WBHQ
- Beverly Beach, Florida; United States;
- Broadcast area: Flagler County
- Frequency: 92.7 MHz (HD Radio)
- Branding: Beach 92.7

Programming
- Format: Adult hits
- Subchannels: HD2: WNZF simulcast (Talk); HD3: Kool 100.9 (Oldies);

Ownership
- Owner: Flagler County Broadcasting, LLC
- Sister stations: WAKX; WBHU; WNZF;

History
- First air date: 1975
- Former call signs: WPDQ (1987–1989); WZAZ-FM (1989–1991); WJBT (1991–2008); WROO (2008–2009);

Technical information
- Licensing authority: FCC
- Facility ID: 68760
- Class: A
- ERP: 5,500 watts
- HAAT: 104 meters (341 ft)
- Translator: HD3: 100.9 W265CF (Palm Coast)

Links
- Public license information: Public file; LMS;
- Webcast: Listen Live Listen Live (HD3)

= WBHQ =

WBHQ (92.7 FM) is a commercial radio station licensed to Beverly Beach, Florida, and serving Flagler County. It is owned by Flagler County Broadcasting and broadcasts an adult hits radio format known as "Beach 92.7". Unlike other adult hits stations that mainly play classic rock and classic alternative rock hits of the 1980s and 1990s, WBHQ includes a good deal of the pop hits in its playlist. Like most adult hits stations, it uses no disc jockeys, but it does not have a voice making sarcastic or ironic quips, as heard on Jack FM and Bob FM stations. It was assigned the WBHQ call sign by the Federal Communications Commission on February 20, 2009.

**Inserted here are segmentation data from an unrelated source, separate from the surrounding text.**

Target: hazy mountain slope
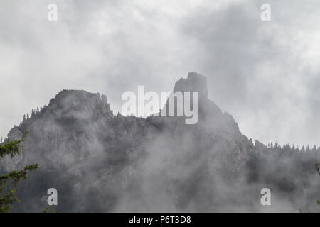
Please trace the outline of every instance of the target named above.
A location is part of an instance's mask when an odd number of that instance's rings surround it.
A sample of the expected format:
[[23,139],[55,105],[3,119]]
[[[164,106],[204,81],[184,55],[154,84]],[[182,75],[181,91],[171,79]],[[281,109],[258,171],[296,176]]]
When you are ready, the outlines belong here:
[[[242,135],[232,116],[208,99],[206,78],[189,73],[174,92],[199,92],[199,121],[113,115],[105,96],[63,91],[9,139],[29,135],[8,170],[37,162],[16,211],[40,211],[46,190],[58,211],[319,211],[319,153],[267,149]],[[260,204],[270,188],[272,206]]]

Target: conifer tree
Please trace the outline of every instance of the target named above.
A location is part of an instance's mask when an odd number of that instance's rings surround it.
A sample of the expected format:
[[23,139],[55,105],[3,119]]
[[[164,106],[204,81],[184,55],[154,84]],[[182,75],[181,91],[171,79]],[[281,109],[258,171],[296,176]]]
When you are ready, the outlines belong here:
[[[0,159],[6,155],[14,157],[19,155],[26,141],[28,132],[19,140],[8,140],[0,145]],[[27,179],[29,172],[38,169],[38,164],[29,165],[22,170],[11,170],[4,175],[0,175],[0,213],[9,212],[15,202],[20,202],[16,195],[16,187],[21,179]]]

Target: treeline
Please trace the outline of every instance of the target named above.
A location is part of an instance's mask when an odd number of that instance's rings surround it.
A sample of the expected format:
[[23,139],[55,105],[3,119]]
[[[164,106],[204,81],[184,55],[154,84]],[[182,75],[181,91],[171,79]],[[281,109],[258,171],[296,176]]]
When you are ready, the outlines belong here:
[[312,148],[311,148],[309,145],[306,146],[302,145],[301,148],[299,148],[298,145],[295,145],[292,144],[290,145],[289,143],[283,144],[282,145],[279,145],[278,142],[276,141],[274,144],[272,143],[268,143],[267,147],[270,150],[283,151],[283,152],[290,152],[290,153],[320,153],[320,147],[316,147],[316,145],[314,145]]

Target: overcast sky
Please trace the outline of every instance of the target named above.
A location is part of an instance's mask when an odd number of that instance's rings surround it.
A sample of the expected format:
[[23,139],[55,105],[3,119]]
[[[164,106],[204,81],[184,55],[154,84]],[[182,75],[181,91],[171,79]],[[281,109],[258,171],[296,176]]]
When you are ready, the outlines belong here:
[[63,89],[105,94],[117,113],[124,92],[197,72],[243,134],[320,145],[319,21],[318,0],[1,0],[0,135]]

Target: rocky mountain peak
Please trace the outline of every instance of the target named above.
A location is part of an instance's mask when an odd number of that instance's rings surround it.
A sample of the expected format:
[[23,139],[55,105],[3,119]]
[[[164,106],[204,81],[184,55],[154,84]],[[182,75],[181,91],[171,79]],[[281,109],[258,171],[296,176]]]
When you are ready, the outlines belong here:
[[176,82],[174,92],[177,91],[198,92],[200,99],[207,99],[207,78],[196,72],[189,72],[187,79],[181,78]]

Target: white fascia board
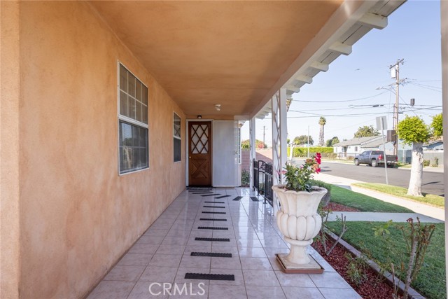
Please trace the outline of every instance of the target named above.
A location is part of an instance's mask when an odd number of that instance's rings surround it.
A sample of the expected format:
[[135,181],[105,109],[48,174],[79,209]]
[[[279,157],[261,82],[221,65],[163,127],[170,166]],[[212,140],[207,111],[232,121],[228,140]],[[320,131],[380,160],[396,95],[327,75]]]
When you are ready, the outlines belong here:
[[[312,62],[318,61],[318,58],[328,50],[332,44],[338,41],[344,32],[379,2],[382,2],[382,1],[344,1],[330,18],[328,22],[266,93],[263,99],[252,112],[251,116],[255,116],[257,111],[259,111],[280,88],[289,89],[288,85],[293,85],[292,80],[299,74],[304,74],[306,69],[310,67]],[[397,7],[400,5],[400,3],[397,2]]]
[[314,69],[317,69],[318,71],[327,71],[330,66],[326,63],[322,63],[318,61],[314,61],[309,65],[309,67],[313,68]]
[[311,84],[313,83],[313,78],[309,76],[306,75],[299,75],[295,77],[295,80],[297,80],[298,81],[304,82],[307,84]]
[[382,29],[387,26],[387,17],[367,13],[359,19],[358,22],[370,28]]
[[328,50],[337,53],[348,55],[351,53],[351,46],[344,45],[340,41],[335,41],[328,48]]
[[300,88],[298,88],[297,86],[294,86],[294,85],[288,85],[286,87],[286,90],[287,90],[287,93],[288,95],[292,95],[294,92],[298,92],[300,91]]

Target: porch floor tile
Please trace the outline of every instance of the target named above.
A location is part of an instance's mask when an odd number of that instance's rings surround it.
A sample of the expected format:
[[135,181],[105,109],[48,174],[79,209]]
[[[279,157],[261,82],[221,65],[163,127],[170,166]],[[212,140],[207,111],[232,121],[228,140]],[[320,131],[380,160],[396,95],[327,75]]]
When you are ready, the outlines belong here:
[[[272,207],[263,204],[261,197],[259,202],[251,200],[250,197],[255,195],[248,188],[212,191],[218,195],[182,193],[88,299],[360,298],[311,247],[308,251],[325,267],[323,274],[282,272],[275,253],[288,252],[288,244],[276,227]],[[230,196],[216,198],[224,195]],[[236,196],[242,198],[232,200]],[[225,238],[229,242],[196,237]],[[232,257],[191,256],[191,252],[232,253]],[[231,274],[234,280],[186,279],[186,273]]]

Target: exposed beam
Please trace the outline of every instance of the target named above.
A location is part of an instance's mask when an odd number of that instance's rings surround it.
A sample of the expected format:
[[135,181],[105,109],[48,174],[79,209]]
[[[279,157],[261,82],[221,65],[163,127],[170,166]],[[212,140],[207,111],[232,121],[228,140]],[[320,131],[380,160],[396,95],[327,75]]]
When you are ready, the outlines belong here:
[[290,95],[292,95],[294,92],[300,92],[300,88],[298,88],[297,86],[294,86],[294,85],[288,85],[286,86],[286,90],[288,90],[288,92],[290,92],[289,93]]
[[311,84],[313,82],[313,78],[309,76],[299,75],[295,77],[295,80],[298,81],[304,82],[305,83]]
[[327,71],[329,68],[329,65],[326,63],[322,63],[318,61],[314,61],[309,67],[321,71]]
[[358,22],[370,28],[382,29],[387,26],[387,17],[367,13]]
[[348,55],[351,53],[351,46],[344,45],[339,41],[333,43],[328,49],[344,55]]

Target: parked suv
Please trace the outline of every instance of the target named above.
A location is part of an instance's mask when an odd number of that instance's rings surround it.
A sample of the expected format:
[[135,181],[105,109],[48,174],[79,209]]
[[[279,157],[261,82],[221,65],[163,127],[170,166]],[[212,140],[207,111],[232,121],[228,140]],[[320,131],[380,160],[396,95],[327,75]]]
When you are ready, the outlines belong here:
[[[389,167],[393,167],[398,160],[398,157],[393,155],[386,155],[386,159]],[[382,151],[365,151],[355,156],[354,162],[356,166],[360,164],[368,164],[372,167],[376,167],[379,164],[384,164],[384,153]]]

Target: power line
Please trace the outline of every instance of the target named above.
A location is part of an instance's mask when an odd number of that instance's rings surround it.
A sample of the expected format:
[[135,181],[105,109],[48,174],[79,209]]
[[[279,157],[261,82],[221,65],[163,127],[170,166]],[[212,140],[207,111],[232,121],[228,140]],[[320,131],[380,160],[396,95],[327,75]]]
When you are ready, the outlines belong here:
[[355,101],[361,101],[363,99],[371,99],[372,97],[378,97],[379,95],[383,95],[384,93],[387,92],[387,91],[383,92],[380,92],[377,95],[372,95],[370,97],[362,97],[360,99],[344,99],[342,101],[303,101],[303,100],[300,100],[300,99],[293,99],[293,102],[304,102],[304,103],[344,103],[346,102],[355,102]]

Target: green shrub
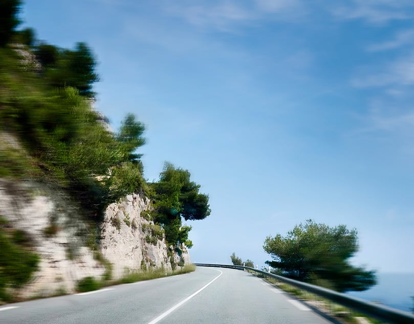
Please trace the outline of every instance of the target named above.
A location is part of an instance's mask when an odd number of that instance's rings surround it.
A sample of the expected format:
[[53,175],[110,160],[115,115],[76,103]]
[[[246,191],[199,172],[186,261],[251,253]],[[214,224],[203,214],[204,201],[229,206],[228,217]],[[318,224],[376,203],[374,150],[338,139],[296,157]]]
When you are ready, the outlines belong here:
[[13,295],[8,288],[20,287],[32,278],[37,270],[39,256],[27,247],[28,242],[21,231],[4,225],[7,221],[0,218],[0,301],[11,301]]
[[112,225],[114,225],[118,230],[121,229],[121,220],[118,218],[117,216],[115,216],[112,219]]
[[93,277],[85,277],[79,280],[76,285],[76,290],[79,292],[97,290],[100,288],[100,284]]

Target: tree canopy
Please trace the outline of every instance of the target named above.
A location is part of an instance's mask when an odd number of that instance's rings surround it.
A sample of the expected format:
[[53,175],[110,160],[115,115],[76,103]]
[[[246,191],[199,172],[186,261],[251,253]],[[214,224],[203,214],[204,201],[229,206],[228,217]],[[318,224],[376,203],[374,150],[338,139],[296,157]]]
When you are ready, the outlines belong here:
[[250,268],[254,268],[254,263],[249,259],[247,259],[244,262],[242,261],[242,258],[238,256],[236,256],[236,253],[234,252],[230,256],[231,259],[231,263],[234,266],[243,266],[246,267],[250,267]]
[[330,227],[308,220],[286,236],[268,236],[263,248],[273,259],[266,263],[291,278],[340,292],[363,291],[376,284],[375,271],[350,263],[358,251],[358,235],[343,225]]
[[[184,220],[202,220],[211,212],[208,196],[199,192],[200,186],[190,179],[188,170],[176,168],[166,162],[158,182],[152,184],[154,220],[163,225],[170,244],[187,242],[189,226],[182,226]],[[188,245],[187,245],[188,246]]]
[[0,47],[11,40],[15,28],[20,23],[17,14],[21,5],[21,0],[2,0],[0,6]]

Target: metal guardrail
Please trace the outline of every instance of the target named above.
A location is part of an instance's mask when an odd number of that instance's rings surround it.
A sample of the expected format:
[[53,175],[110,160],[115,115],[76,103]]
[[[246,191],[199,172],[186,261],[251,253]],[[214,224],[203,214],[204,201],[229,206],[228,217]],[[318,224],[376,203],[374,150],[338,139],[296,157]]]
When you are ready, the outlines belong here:
[[398,309],[378,305],[354,297],[351,297],[341,293],[330,289],[323,288],[314,285],[302,283],[293,279],[286,278],[277,274],[273,274],[266,271],[244,267],[230,265],[218,265],[205,263],[195,263],[200,267],[215,267],[228,268],[237,270],[246,270],[254,272],[260,276],[271,277],[277,280],[288,284],[300,289],[302,289],[320,297],[323,297],[334,303],[346,306],[357,312],[388,323],[395,324],[414,324],[414,315]]

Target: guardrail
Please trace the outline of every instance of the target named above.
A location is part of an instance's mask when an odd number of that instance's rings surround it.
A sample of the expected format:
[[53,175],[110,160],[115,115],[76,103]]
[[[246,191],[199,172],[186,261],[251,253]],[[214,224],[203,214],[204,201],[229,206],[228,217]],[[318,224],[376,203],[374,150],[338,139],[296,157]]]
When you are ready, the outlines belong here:
[[361,313],[366,316],[374,317],[388,323],[395,324],[414,324],[414,315],[409,313],[399,310],[375,304],[354,297],[351,297],[330,289],[323,288],[314,285],[302,283],[293,279],[286,278],[277,274],[257,270],[243,266],[230,265],[218,265],[205,263],[195,263],[200,267],[215,267],[228,268],[237,270],[248,270],[260,276],[273,277],[279,281],[288,284],[300,289],[305,290],[320,297],[322,297],[350,309]]

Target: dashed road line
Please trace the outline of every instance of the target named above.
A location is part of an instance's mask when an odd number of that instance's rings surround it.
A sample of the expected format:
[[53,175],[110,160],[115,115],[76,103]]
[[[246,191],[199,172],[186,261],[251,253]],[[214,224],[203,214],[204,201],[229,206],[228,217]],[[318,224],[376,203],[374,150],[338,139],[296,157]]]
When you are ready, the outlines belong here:
[[99,290],[94,290],[93,291],[88,291],[88,292],[81,292],[79,294],[75,294],[77,296],[84,296],[85,295],[92,295],[92,294],[97,294],[100,292],[103,292],[104,291],[107,291],[108,290],[114,290],[115,288],[105,288],[104,289],[99,289]]
[[18,308],[19,306],[8,306],[7,307],[2,307],[0,308],[0,312],[2,311],[7,311],[9,309],[13,309],[14,308]]
[[[214,270],[216,270],[216,269],[214,269]],[[221,275],[222,275],[223,274],[223,272],[222,272],[222,271],[220,271],[220,270],[217,270],[216,271],[219,271],[219,272],[220,273],[220,274],[219,274],[218,276],[217,276],[216,277],[215,277],[215,278],[214,278],[214,279],[213,279],[213,280],[212,280],[211,281],[210,281],[210,282],[209,282],[208,284],[207,284],[207,285],[205,285],[205,286],[204,286],[204,287],[203,287],[201,288],[200,289],[199,289],[198,290],[197,290],[197,291],[196,291],[195,293],[193,293],[193,294],[192,294],[192,295],[190,295],[190,296],[189,296],[188,297],[187,297],[186,298],[185,298],[185,299],[183,299],[183,300],[181,300],[181,301],[180,303],[179,303],[178,304],[177,304],[177,305],[176,305],[175,306],[173,306],[172,307],[171,307],[171,308],[170,308],[170,309],[169,309],[169,310],[168,310],[167,311],[166,311],[165,312],[164,312],[164,313],[163,313],[162,314],[161,314],[161,315],[160,315],[159,316],[158,316],[158,317],[156,317],[156,318],[154,318],[154,319],[152,320],[151,320],[150,322],[149,322],[149,323],[148,323],[148,324],[156,324],[156,323],[158,323],[158,322],[159,321],[160,321],[161,319],[162,319],[163,318],[164,318],[165,316],[167,316],[168,315],[169,315],[169,314],[170,314],[171,313],[172,313],[172,312],[173,312],[173,311],[175,311],[175,310],[176,310],[177,308],[178,308],[179,307],[180,307],[180,306],[181,306],[181,305],[182,305],[183,304],[184,304],[184,303],[185,303],[187,302],[188,300],[189,300],[190,299],[191,299],[191,298],[192,298],[193,297],[194,297],[194,296],[195,296],[195,295],[197,295],[197,294],[198,294],[199,293],[201,292],[202,290],[204,290],[205,289],[206,289],[206,288],[207,287],[208,287],[209,286],[210,286],[210,285],[211,284],[212,284],[212,283],[213,283],[213,282],[214,280],[215,280],[216,279],[217,279],[217,278],[219,278],[219,277],[220,277]]]
[[311,309],[307,307],[303,304],[295,299],[288,299],[288,301],[301,311],[310,311]]

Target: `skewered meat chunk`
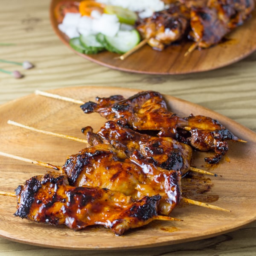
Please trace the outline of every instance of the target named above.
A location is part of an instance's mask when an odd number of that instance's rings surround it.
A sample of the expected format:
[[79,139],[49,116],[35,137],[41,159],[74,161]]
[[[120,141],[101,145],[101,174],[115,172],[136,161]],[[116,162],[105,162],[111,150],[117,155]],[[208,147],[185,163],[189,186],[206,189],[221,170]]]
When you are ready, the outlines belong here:
[[[110,98],[117,98],[116,96]],[[120,99],[118,96],[118,99]],[[160,136],[177,137],[177,128],[187,122],[169,111],[162,95],[157,92],[142,92],[128,99],[110,101],[108,98],[97,97],[98,103],[89,102],[81,108],[86,113],[99,113],[108,120],[115,120],[122,126],[128,125],[134,130],[155,131]]]
[[189,26],[189,9],[177,2],[140,20],[136,28],[143,38],[149,39],[149,45],[162,50],[165,46],[181,39]]
[[161,197],[131,197],[107,189],[68,184],[67,177],[47,174],[32,177],[16,189],[15,215],[38,222],[65,224],[74,230],[102,225],[116,235],[146,225],[157,216]]
[[125,159],[119,152],[107,144],[87,148],[70,156],[62,170],[72,186],[107,188],[134,200],[160,195],[158,212],[169,215],[180,199],[180,172],[157,167],[137,151]]
[[199,49],[216,44],[248,18],[254,5],[254,0],[209,0],[207,6],[192,6],[189,37]]
[[218,163],[227,153],[227,140],[240,140],[210,117],[192,114],[180,117],[169,111],[159,93],[147,91],[127,99],[120,96],[110,98],[97,97],[98,103],[89,102],[81,107],[86,113],[98,112],[122,126],[128,125],[141,131],[156,131],[159,137],[172,137],[201,151],[214,150],[212,157],[205,159],[209,163]]
[[187,172],[190,164],[192,149],[188,145],[170,137],[158,137],[142,134],[116,122],[106,122],[96,133],[87,126],[82,129],[91,145],[110,144],[130,157],[137,150],[149,162],[163,169]]

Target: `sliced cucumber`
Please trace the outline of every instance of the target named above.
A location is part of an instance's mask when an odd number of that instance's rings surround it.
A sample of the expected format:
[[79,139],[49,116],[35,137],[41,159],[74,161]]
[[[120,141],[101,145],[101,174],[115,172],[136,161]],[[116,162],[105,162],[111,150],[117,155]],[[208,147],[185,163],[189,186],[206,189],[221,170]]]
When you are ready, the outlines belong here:
[[116,15],[121,23],[134,25],[138,18],[135,12],[121,6],[107,5],[104,12],[108,14]]
[[140,41],[140,34],[136,29],[130,31],[120,30],[114,37],[107,36],[100,33],[97,35],[96,38],[108,51],[120,54],[132,49]]
[[85,49],[86,54],[95,54],[105,49],[102,44],[97,41],[95,35],[81,35],[79,40],[81,45]]
[[81,44],[79,38],[71,38],[69,41],[70,45],[76,51],[84,53],[85,49]]

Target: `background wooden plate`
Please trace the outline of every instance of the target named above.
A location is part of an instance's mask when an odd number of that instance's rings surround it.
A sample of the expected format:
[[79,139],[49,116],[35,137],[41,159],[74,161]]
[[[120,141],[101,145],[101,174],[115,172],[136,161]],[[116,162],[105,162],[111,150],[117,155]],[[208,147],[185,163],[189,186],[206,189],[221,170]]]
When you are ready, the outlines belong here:
[[[69,38],[58,28],[53,10],[61,0],[52,0],[50,18],[54,31],[71,50]],[[191,42],[166,47],[162,52],[146,45],[123,61],[115,59],[116,54],[104,52],[86,55],[74,51],[83,58],[100,65],[123,71],[151,74],[178,74],[210,70],[233,63],[256,50],[256,9],[251,18],[227,35],[226,40],[214,47],[195,50],[186,57],[184,55]]]
[[[51,92],[84,101],[96,96],[121,94],[125,97],[137,90],[117,88],[82,87],[55,90]],[[194,163],[213,172],[214,185],[208,194],[219,197],[214,204],[230,212],[189,205],[174,209],[172,215],[183,222],[154,221],[147,226],[116,236],[109,230],[91,227],[75,232],[65,226],[37,224],[14,216],[16,199],[0,197],[0,236],[22,243],[41,246],[76,249],[113,249],[154,247],[210,237],[237,229],[256,219],[255,170],[256,135],[248,129],[209,110],[166,96],[170,108],[179,114],[191,113],[219,120],[247,143],[230,143],[226,157],[213,168],[203,159],[207,154],[195,153]],[[0,107],[0,151],[53,164],[62,165],[67,156],[85,145],[36,133],[8,125],[8,119],[41,129],[83,138],[81,128],[99,128],[105,119],[96,113],[85,115],[79,105],[31,95]],[[0,190],[13,192],[32,176],[46,169],[32,164],[0,157]]]

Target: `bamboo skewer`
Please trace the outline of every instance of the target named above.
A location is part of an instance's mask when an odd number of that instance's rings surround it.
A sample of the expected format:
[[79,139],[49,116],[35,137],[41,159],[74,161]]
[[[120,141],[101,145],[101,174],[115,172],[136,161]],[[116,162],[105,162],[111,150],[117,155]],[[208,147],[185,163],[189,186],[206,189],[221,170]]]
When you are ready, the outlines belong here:
[[16,195],[15,193],[12,193],[12,192],[6,192],[6,191],[0,191],[0,195],[16,197]]
[[145,44],[147,44],[148,41],[149,40],[149,38],[145,38],[141,41],[139,44],[137,44],[137,45],[136,45],[136,46],[135,46],[134,47],[129,51],[128,51],[128,52],[127,52],[122,55],[121,55],[121,56],[119,56],[117,58],[115,58],[115,59],[119,59],[122,61],[124,60],[128,56],[130,56],[134,52],[135,52],[136,51],[141,48],[143,46],[144,46]]
[[29,126],[28,125],[23,125],[22,124],[17,122],[15,122],[14,121],[12,121],[11,120],[8,120],[8,121],[7,121],[7,123],[9,125],[15,125],[16,126],[19,126],[22,128],[25,128],[25,129],[27,129],[28,130],[30,130],[31,131],[36,131],[37,132],[42,133],[48,135],[51,135],[52,136],[54,136],[55,137],[59,137],[60,138],[63,138],[64,139],[70,140],[71,140],[78,141],[79,142],[81,142],[82,143],[88,143],[88,142],[86,140],[80,139],[79,138],[77,138],[76,137],[73,137],[73,136],[70,136],[69,135],[66,135],[65,134],[52,132],[52,131],[45,131],[44,130],[38,129],[37,128],[35,128],[34,127],[32,127],[32,126]]
[[81,100],[75,99],[72,99],[72,98],[69,98],[68,97],[64,97],[64,96],[61,96],[58,94],[54,94],[53,93],[43,92],[39,90],[36,90],[35,91],[35,93],[36,95],[45,96],[46,97],[56,99],[60,99],[61,100],[64,100],[64,101],[69,102],[73,103],[76,103],[77,104],[84,104],[84,102]]
[[[24,157],[19,157],[17,156],[16,156],[15,155],[13,155],[10,154],[6,153],[3,152],[2,152],[0,151],[0,155],[6,157],[9,157],[10,158],[12,158],[13,159],[16,159],[17,160],[20,160],[20,161],[23,161],[23,162],[25,162],[26,163],[32,163],[34,164],[39,165],[41,166],[43,166],[44,167],[47,167],[47,168],[50,168],[51,169],[53,169],[54,170],[56,170],[60,172],[64,172],[62,170],[62,168],[60,166],[57,166],[53,165],[49,163],[44,163],[43,162],[41,162],[39,161],[36,161],[35,160],[32,160],[31,159],[29,159],[28,158],[25,158]],[[8,193],[5,192],[3,192],[4,194],[5,193]],[[0,194],[1,195],[1,194]],[[217,206],[215,206],[212,204],[205,204],[204,203],[203,203],[202,202],[200,202],[199,201],[195,201],[195,200],[192,200],[192,199],[189,199],[188,198],[182,198],[182,200],[190,204],[194,204],[195,205],[197,205],[198,206],[201,206],[203,207],[205,207],[206,208],[208,208],[209,209],[214,209],[215,210],[219,210],[221,211],[224,211],[225,212],[230,212],[229,210],[227,210],[226,209],[224,209],[224,208],[221,208],[221,207],[218,207]]]
[[194,205],[198,205],[198,206],[201,206],[202,207],[205,207],[209,209],[212,209],[214,210],[218,210],[218,211],[223,211],[224,212],[230,212],[231,211],[230,210],[227,210],[224,208],[223,208],[218,206],[216,206],[213,204],[207,204],[206,203],[203,203],[202,202],[200,202],[199,201],[196,201],[192,199],[189,199],[189,198],[182,198],[181,199],[183,202],[190,204],[194,204]]
[[183,220],[178,219],[176,218],[169,217],[168,216],[163,216],[163,215],[157,215],[153,217],[154,220],[158,220],[159,221],[183,221]]
[[[42,133],[44,134],[51,135],[51,136],[56,136],[57,137],[59,137],[61,138],[62,138],[63,139],[67,139],[67,140],[73,140],[78,141],[79,142],[81,142],[82,143],[88,144],[88,141],[86,140],[83,140],[82,139],[80,139],[79,138],[77,138],[76,137],[73,137],[72,136],[70,136],[69,135],[66,135],[65,134],[57,134],[57,133],[55,133],[54,132],[52,132],[51,131],[45,131],[44,130],[37,129],[37,128],[35,128],[32,126],[29,126],[28,125],[23,125],[22,124],[17,122],[15,122],[14,121],[12,121],[11,120],[9,120],[7,121],[7,123],[9,125],[13,125],[18,126],[19,127],[21,127],[22,128],[25,128],[25,129],[27,129],[28,130],[30,130],[31,131],[35,131],[37,132],[39,132],[39,133]],[[191,171],[192,172],[195,172],[201,173],[202,174],[214,175],[215,176],[217,176],[217,175],[216,175],[214,173],[212,173],[212,172],[207,172],[207,171],[204,171],[204,170],[202,170],[201,169],[199,169],[198,168],[196,168],[195,167],[192,167],[191,166],[190,166],[189,167],[189,170]]]
[[[189,131],[191,130],[192,127],[190,126],[183,126],[182,128],[185,130],[186,131]],[[247,143],[248,141],[246,141],[246,140],[241,140],[241,139],[239,139],[238,138],[237,140],[235,141],[238,142],[242,142],[243,143]]]
[[61,167],[60,166],[57,166],[50,163],[44,163],[43,162],[40,162],[40,161],[36,161],[35,160],[32,160],[29,159],[29,158],[26,158],[25,157],[19,157],[16,156],[11,154],[8,154],[8,153],[5,153],[4,152],[1,152],[0,151],[0,155],[3,157],[9,157],[9,158],[12,158],[13,159],[16,159],[16,160],[19,160],[23,162],[26,163],[32,163],[36,165],[38,165],[44,167],[46,167],[47,168],[49,168],[50,169],[53,169],[54,170],[57,170],[58,171],[60,171],[62,169]]
[[195,167],[192,167],[192,166],[189,166],[189,171],[194,172],[198,172],[198,173],[201,173],[202,174],[211,175],[215,176],[215,177],[218,176],[215,173],[212,173],[212,172],[207,172],[207,171],[202,170],[202,169],[198,169],[198,168],[196,168]]

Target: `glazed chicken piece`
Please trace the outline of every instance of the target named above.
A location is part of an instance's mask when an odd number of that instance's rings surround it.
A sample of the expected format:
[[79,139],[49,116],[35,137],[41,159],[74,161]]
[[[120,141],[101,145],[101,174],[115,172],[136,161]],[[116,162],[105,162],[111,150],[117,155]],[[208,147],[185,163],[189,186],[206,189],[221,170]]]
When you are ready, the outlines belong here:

WBHQ has an effective radiated power (ERP) of 5,500 watts. WBHQ broadcasts using HD Radio technology. Its HD2 digital subchannel simulcasts the talk radio format of sister station WNZF (1550 AM_. The HD3 subchannel has an oldies format known as "Kool 100.9". That subchannel feeds FM translator W265CF at 100.9 MHz in Palm Coast.

==History==
On January 25, 2008, it was announced that 92.7 FM would be one of several Clear Channel Communications radio stations to be sold, in order to remain under the ownership caps following the sale of Clear Channel to private investors. On October 21, 2008, Flagler County Broadcasting, LLC, purchased the station from Aloha Station Trust for $350,000. As a result, on November 10, 2008, the station dropped the gospel music format and became a simulcast of WSOL-FM. Flagler County Broadcasting moved the station to Flagler County which includes Palm Coast, Bunnell, Beverly Beach and Flagler Beach. Flagler County Broadcasting is owned by James Martin; & Gary Smithwick, a Washington communications lawyer. The stations owned by Flagler County Broadcasting, LLC, are managed by vice president David Ayres.

On April 9, 2009, WBHQ began program tests with its new facilities, including HD radio technology. The FCC granted the new license April 21, 2009. The station serves the area from St. Augustine to Ormond Beach, but primarily focuses on Flagler County.

On May 23, 2012, Flagler County Broadcasting acquired the construction permit for a new radio station at 98.7 MHz in Palm Coast, Florida, from Joyner Radio, Inc. On May 25, 2012, the FCC granted Flagler County Broadcasting a construction permit to locate the station's transmitter at the same site where WBHQ is located, but the permit expired without the station being built.